What we have seen in recent times is that circumstances have forced organizations to change quickly to stay afloat. Expediency became policy. Panic was reflected in a series of faddish activities—from “T” (sensitivity) groups to Quality Control Circles (QCCs), from team building to sensitivity training, from Muzak to ergonomic work centers, from worker-wellness programs to company-sponsored beer blasts on Friday night, from Managing by Objectives (MBOs) to Total Quality Management (TQM), from 40-hour work weeks to flex time, from company daycare centers to employee assistance programs (EAPs), from shared management to symbolic management… and on it goes!

There is nothing wrong with any of these interventions except for one thing—they were done to the workers and for the workers with little or no input from the workers before the fact. They were gratuitous interventions—like giving candy to a baby not to cry—which made workers feel even less in charge than ever before. Workers didn’t show their resentment up front. They went underground and surfaced with the “six silent killers”: passive aggression, passive defensive, passive responsive, approach avoidance, obsessive compulsive and malicious obedience behaviors.

These interventions were tactics, not grand strategies. They demonstrated the panic of buying time.

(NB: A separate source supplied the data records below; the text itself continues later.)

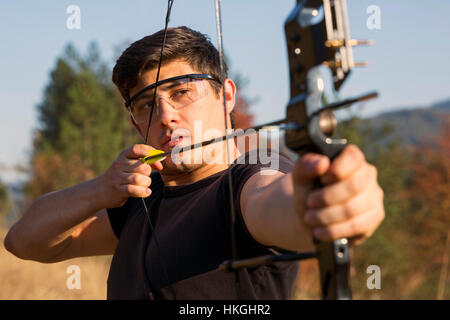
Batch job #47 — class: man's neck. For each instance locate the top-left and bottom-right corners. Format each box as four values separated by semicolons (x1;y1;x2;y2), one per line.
161;146;240;186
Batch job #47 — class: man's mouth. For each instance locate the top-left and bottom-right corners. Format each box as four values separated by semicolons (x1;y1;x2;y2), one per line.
167;136;183;148
161;132;189;151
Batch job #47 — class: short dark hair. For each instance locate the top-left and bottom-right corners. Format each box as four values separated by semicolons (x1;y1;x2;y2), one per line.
112;26;228;100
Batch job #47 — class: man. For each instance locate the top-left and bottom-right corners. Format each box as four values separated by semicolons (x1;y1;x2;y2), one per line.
5;27;384;299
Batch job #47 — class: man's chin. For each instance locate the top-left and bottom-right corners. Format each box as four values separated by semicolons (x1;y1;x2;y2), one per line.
157;157;203;176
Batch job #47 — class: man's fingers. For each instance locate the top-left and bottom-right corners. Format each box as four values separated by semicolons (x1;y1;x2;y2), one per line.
320;144;365;184
121;173;152;187
292;153;330;185
119;184;152;198
123;144;155;159
313;206;384;241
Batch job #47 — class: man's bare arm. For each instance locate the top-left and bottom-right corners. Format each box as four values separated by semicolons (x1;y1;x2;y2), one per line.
241;145;385;251
5;178;117;263
4;144;162;262
241;170;314;251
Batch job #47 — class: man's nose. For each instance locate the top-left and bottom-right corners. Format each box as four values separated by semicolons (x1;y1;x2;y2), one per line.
156;98;180;127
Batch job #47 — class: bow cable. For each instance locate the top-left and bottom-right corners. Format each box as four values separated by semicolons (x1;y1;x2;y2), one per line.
141;0;176;300
215;0;239;281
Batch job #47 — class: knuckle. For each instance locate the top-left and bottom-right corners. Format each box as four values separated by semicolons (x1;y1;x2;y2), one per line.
344;201;358;219
131;144;140;154
348;144;365;161
367;163;378;180
347;177;360;194
349;219;361;234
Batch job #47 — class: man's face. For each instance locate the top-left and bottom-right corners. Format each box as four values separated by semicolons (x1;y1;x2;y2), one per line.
130;60;235;174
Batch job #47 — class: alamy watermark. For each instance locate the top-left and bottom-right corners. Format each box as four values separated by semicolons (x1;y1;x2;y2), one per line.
366;4;381;30
66;264;81;290
366;264;381;290
66;4;81;30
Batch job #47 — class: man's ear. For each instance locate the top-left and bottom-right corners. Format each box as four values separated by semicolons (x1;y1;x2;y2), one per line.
130;114;145;140
225;78;237;114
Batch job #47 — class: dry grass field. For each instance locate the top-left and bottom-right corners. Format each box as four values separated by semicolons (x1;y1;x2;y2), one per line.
0;229;319;300
0;229;111;300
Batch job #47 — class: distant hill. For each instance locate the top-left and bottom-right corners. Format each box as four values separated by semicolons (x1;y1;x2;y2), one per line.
361;99;450;146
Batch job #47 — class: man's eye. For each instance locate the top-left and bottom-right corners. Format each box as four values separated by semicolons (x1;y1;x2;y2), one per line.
142;100;154;109
172;89;189;98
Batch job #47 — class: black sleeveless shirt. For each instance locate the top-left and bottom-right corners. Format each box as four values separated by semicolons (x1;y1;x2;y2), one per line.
107;153;299;299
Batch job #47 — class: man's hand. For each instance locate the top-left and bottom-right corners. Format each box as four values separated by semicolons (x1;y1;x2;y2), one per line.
100;144;163;208
292;145;385;244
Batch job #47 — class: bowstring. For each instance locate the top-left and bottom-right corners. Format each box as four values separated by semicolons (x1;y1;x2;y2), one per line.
215;0;239;282
141;0;176;300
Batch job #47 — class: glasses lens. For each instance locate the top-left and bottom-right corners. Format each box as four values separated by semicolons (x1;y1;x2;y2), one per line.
130;78;208;124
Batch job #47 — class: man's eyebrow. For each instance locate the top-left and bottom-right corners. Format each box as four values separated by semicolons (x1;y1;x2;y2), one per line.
134;90;153;103
134;79;184;102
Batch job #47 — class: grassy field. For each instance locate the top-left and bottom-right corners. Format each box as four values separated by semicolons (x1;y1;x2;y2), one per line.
0;229;319;300
0;230;111;300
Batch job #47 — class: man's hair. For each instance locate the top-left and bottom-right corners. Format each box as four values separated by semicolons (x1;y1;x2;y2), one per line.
112;26;228;100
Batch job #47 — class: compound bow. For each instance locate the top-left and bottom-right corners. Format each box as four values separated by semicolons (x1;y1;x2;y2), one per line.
144;0;377;299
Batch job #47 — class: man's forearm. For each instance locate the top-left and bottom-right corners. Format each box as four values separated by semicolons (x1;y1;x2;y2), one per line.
241;174;314;251
5;177;107;260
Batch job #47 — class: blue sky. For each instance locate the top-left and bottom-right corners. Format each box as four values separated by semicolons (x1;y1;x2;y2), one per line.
0;0;450;180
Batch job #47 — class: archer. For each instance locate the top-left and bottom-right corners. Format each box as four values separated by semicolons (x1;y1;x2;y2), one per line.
5;27;384;299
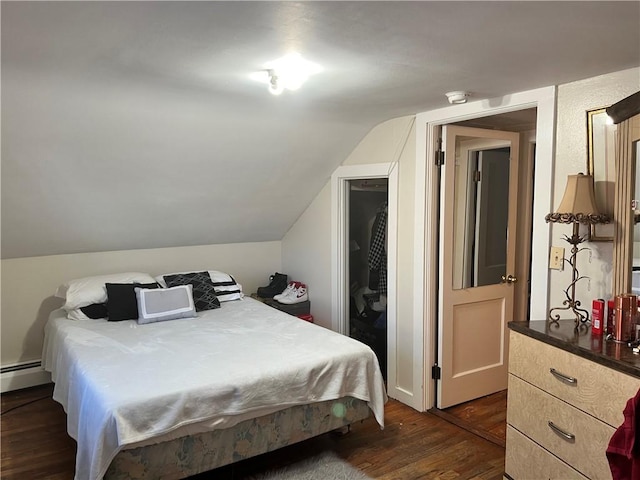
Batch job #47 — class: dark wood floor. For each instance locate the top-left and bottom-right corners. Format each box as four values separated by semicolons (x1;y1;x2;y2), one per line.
0;385;506;480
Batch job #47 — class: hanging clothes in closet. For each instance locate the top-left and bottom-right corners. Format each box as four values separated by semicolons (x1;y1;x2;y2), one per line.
368;202;387;294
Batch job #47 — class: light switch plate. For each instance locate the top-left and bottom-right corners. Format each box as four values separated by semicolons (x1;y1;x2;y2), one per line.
549;247;564;270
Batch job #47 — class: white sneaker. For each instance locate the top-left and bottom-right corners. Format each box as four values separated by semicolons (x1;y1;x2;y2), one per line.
273;282;299;301
278;283;309;305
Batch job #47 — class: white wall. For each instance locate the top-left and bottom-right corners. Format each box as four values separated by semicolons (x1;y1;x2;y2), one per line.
282;182;331;328
0;242;281;367
549;68;640;311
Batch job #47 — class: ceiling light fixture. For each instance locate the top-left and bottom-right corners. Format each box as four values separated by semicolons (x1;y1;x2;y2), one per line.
445;90;471;105
251;53;322;95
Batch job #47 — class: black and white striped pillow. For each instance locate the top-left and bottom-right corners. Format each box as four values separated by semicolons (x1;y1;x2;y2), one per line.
208;270;244;302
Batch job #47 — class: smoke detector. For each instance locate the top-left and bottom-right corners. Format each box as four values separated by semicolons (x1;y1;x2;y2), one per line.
445;90;471;105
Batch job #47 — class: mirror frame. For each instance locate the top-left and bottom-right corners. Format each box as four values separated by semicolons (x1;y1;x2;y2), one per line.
612;114;640;295
587;107;616;242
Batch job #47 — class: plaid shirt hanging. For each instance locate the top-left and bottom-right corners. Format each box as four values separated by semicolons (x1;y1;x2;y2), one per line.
369;202;387;293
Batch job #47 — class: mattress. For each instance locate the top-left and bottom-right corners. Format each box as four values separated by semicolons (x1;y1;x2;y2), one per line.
43;298;387;480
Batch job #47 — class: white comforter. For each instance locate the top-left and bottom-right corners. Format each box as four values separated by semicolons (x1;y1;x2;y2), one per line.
43;298;387;480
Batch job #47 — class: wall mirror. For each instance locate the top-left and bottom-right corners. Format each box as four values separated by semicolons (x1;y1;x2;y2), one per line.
607;92;640;295
587;108;617;242
631;141;640;295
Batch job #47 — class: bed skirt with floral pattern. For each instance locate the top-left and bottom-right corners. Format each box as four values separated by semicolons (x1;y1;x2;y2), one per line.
105;397;370;480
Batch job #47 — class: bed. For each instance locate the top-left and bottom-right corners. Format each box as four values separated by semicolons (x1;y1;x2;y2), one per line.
43;274;387;480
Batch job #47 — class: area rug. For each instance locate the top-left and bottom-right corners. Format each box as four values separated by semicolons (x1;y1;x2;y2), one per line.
247;452;371;480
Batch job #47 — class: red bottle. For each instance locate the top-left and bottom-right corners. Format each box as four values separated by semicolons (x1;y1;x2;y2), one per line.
606;300;616;335
591;298;604;335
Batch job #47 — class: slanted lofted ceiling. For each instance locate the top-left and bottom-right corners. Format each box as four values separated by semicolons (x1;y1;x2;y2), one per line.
1;1;640;258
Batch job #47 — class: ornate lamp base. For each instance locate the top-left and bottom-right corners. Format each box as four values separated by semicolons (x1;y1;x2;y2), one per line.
549;222;589;328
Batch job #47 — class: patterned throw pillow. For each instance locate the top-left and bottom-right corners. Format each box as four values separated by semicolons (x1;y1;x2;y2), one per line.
164;272;220;312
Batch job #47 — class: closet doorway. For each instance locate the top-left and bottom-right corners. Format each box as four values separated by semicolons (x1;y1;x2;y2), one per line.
347;178;389;380
331;163;403;399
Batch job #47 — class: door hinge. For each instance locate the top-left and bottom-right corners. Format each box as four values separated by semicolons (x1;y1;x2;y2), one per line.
435;138;444;167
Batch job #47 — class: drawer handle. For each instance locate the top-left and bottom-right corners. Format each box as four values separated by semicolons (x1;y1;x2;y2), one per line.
549;368;578;385
548;420;576;442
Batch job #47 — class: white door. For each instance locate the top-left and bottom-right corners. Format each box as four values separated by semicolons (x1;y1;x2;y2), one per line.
437;126;519;408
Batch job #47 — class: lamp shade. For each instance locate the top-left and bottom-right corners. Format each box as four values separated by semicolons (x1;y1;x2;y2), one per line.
556;173;600;215
545;173;611;225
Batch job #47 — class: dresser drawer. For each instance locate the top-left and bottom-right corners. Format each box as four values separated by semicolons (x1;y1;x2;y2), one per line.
504;425;588;480
509;331;640;428
507;375;615;479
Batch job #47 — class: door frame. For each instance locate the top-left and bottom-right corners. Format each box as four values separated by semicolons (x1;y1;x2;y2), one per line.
331;162;398;398
413;86;556;411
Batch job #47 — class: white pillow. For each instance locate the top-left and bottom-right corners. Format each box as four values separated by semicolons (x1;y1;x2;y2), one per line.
155;270;244;302
135;284;196;325
56;272;155;311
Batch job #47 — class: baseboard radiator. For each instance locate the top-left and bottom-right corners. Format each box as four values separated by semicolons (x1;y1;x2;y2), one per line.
0;360;51;393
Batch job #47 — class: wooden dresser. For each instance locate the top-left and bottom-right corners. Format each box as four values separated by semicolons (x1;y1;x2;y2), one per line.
505;320;640;480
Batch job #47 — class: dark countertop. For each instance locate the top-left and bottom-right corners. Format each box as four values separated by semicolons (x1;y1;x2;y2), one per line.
509;320;640;378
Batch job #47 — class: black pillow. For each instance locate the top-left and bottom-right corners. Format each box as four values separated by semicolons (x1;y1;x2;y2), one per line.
164;272;220;312
80;303;109;320
105;283;159;322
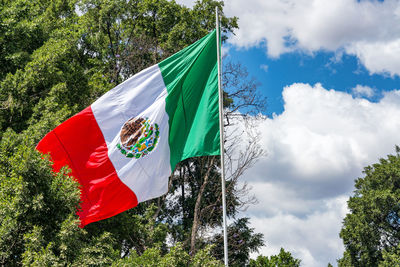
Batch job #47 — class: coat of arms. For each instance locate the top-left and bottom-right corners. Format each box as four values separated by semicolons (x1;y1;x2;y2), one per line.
117;117;160;159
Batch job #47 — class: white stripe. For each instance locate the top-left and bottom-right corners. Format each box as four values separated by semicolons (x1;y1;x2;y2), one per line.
92;65;171;202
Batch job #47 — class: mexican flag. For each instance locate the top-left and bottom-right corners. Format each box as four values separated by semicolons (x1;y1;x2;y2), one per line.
37;30;220;227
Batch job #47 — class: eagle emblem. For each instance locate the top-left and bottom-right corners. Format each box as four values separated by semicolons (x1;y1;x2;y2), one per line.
117;117;160;159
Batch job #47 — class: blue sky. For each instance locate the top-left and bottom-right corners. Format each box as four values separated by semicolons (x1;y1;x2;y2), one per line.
227;45;400;116
177;0;400;267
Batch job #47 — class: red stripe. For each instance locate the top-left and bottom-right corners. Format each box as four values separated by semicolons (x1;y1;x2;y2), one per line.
36;106;138;227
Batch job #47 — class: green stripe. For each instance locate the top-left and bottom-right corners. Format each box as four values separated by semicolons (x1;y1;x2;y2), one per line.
158;30;220;170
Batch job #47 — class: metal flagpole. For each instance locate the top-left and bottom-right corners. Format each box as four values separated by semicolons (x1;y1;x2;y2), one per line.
215;7;228;266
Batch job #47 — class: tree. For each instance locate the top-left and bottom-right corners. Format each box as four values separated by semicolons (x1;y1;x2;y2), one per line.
0;0;268;265
338;147;400;266
249;248;301;267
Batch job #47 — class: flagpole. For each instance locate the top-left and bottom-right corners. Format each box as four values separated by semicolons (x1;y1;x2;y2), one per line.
215;7;228;266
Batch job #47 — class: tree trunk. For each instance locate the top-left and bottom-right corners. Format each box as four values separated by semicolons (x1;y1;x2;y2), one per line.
190;156;215;255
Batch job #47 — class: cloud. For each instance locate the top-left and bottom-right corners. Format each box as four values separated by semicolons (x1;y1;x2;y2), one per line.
225;0;400;75
351;84;375;97
238;83;400;266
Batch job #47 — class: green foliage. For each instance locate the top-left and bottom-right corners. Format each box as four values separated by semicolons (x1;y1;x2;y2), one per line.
113;243;223;267
212;218;264;266
0;0;263;266
338;147;400;266
249;248;301;267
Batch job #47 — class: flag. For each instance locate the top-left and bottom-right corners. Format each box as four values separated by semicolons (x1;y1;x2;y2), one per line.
37;30;220;227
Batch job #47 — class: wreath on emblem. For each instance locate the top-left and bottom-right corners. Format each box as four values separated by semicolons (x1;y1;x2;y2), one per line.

Work has changed. Workers have changed. Real work has gotten a bad name or gotten lost in the shuffle. Value change, which is essential to behavioral change, is served poorly by cosmetic changes. Fad merchants know their clients and their impatience. The quickest way for them to lose a sale is to tell senior management that it has to change first, which means the structure and function of work,  before anything else changes. Management, consequently, has gotten what it expected and wanted—quick fixes and non-involvement.

Management remains obsessed with the idea of culture while becoming compulsive in its actions toward it. There is no point in assessing blame. No one could have predicted the incredible changes or the demands of these changes in the workplace in so short a time. Management, in its naiveté, thought that whatever it did would get it to where it wanted to go. That has proven false.  Preoccupation with fads has found the workplace going from the Culture of Comfort (management dependent) to the Culture of Complacency (counter dependent on the company or organization), at the expense of the Culture of Contribution (interdependence between workers and managers).